German football fans will no longer remain silent for the first few minutes of league games after calling off their protest against new security measures.
The fans' protest movement, named "12:12" after the measures announced on December 12, said on Wednesday it was backing down after being invited to talks with the German Football League (DFL).
The DFL and the 36 clubs from the top two divisions voted last month in favour of tighter stadium checks, a crackdown on flares and smoke bombs and tougher sanctions, video monitoring, and better-trained security staff.
"After the winter break, there will be no more call from us for a silent protest," the 12:12 movement said on its website.
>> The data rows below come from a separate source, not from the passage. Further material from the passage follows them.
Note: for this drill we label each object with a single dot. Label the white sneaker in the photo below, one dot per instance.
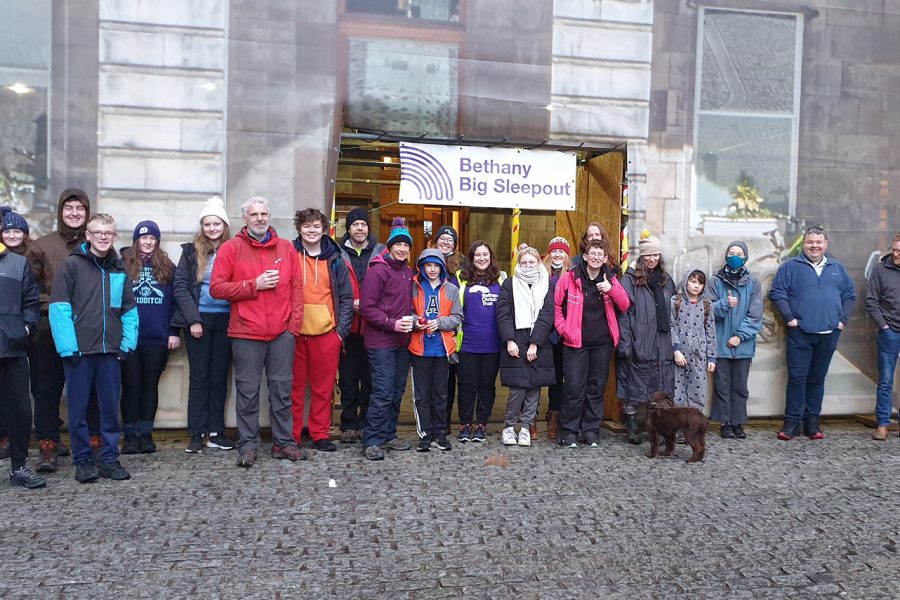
(508, 437)
(524, 436)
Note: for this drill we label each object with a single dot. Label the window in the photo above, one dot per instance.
(746, 110)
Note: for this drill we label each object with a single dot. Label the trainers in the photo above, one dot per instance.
(113, 470)
(508, 436)
(218, 440)
(246, 459)
(86, 473)
(291, 453)
(324, 445)
(23, 477)
(441, 443)
(524, 436)
(374, 453)
(195, 446)
(47, 462)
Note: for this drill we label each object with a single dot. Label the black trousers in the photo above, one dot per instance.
(209, 357)
(586, 373)
(16, 402)
(140, 387)
(355, 383)
(477, 375)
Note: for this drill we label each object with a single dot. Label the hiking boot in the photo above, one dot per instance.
(508, 436)
(195, 446)
(291, 453)
(47, 462)
(218, 440)
(113, 470)
(86, 473)
(246, 459)
(324, 445)
(374, 453)
(23, 477)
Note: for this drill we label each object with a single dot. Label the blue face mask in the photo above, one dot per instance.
(734, 262)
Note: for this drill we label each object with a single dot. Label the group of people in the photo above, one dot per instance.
(103, 322)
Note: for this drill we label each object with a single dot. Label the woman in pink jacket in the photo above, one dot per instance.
(585, 316)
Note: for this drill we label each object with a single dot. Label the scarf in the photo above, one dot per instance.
(654, 282)
(529, 289)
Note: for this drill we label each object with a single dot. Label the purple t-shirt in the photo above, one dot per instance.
(480, 333)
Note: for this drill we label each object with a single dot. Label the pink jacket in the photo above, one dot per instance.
(568, 292)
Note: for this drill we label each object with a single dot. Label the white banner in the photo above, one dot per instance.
(486, 177)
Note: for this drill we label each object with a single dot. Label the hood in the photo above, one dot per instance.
(328, 247)
(431, 255)
(65, 231)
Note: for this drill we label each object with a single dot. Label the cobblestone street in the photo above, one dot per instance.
(759, 518)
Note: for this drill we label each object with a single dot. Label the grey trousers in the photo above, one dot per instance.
(250, 357)
(522, 406)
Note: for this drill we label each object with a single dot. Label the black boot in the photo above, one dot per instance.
(632, 435)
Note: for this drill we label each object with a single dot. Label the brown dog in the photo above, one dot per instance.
(665, 419)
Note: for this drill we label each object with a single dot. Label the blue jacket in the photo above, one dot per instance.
(818, 303)
(744, 320)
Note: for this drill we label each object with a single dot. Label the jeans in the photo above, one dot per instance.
(888, 343)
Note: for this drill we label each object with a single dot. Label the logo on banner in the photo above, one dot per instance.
(426, 174)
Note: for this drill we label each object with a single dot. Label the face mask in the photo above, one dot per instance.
(734, 262)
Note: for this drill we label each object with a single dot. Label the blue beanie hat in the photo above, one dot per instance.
(12, 220)
(399, 233)
(145, 228)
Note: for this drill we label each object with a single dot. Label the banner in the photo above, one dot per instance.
(486, 177)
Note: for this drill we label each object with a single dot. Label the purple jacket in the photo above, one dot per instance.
(385, 296)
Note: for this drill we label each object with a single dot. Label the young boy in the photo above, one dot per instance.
(693, 340)
(439, 312)
(95, 324)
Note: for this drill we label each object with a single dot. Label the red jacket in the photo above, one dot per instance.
(259, 315)
(569, 293)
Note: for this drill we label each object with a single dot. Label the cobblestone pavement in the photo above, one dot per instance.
(759, 518)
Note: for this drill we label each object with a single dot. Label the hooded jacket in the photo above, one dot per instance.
(46, 254)
(450, 313)
(92, 308)
(385, 296)
(883, 294)
(259, 314)
(18, 303)
(338, 281)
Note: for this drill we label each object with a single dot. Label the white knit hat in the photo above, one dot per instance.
(214, 207)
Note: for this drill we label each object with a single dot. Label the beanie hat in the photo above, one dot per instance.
(449, 231)
(399, 233)
(214, 207)
(12, 220)
(357, 214)
(648, 244)
(559, 243)
(145, 228)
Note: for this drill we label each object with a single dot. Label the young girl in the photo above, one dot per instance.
(208, 345)
(479, 356)
(525, 319)
(693, 340)
(151, 272)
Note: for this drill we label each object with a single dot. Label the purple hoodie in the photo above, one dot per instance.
(385, 296)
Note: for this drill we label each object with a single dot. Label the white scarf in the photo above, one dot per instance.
(529, 291)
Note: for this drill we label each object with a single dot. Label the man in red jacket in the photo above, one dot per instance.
(259, 273)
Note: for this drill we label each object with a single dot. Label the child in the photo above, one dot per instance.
(151, 273)
(95, 324)
(436, 304)
(693, 340)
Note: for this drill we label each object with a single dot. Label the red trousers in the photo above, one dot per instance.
(315, 364)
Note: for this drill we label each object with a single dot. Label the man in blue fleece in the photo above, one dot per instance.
(815, 297)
"We have received an invitation from the Bundesliga for a first interview, so that a dialogue can finally begin in earnest.
"We have received an invitation from the Bundesliga for a first interview, so that a dialogue can finally begin in earnest"
Statement on 12:12 website
"If you compare the agreed measures with the original draft, it can be claimed that the protest helped to prevent more disproportionate measures."
The supporters were worried that authorities would also place extra curbs on visiting fans and could even abolish standing areas in Bundesliga stadiums.
German supporters are intensely proud of their fan culture and the raucous flag-waving atmosphere at their stadiums.
Unlike many other European countries, the Bundesliga allows standing areas in its stadiums, the largest being Borussia Dortmund's 25,000 capacity Suedtribune.
The terraces are converted to seats for matches in European competition.
For three weekends in a row, fans protested by remaining silent for the first 12 minutes and 12 seconds of Bundesliga matches before bursting into life.
German football is struggling to contain growing violence. A report issued in November said that 2011-12 season had the highest number of criminal proceedings in 12 years, almost double the amount of injured fans and a more than 20 percent rise in police work hours from the previous season.
Widespread crowd trouble before the Ruhr valley derby between champions Borussia Dortmund and Schalke 04 in October and more fighting when Hanover 96 met Dynamo Dresden in the German Cup have put further pressure on the DFL to be seen to be tackling the problem.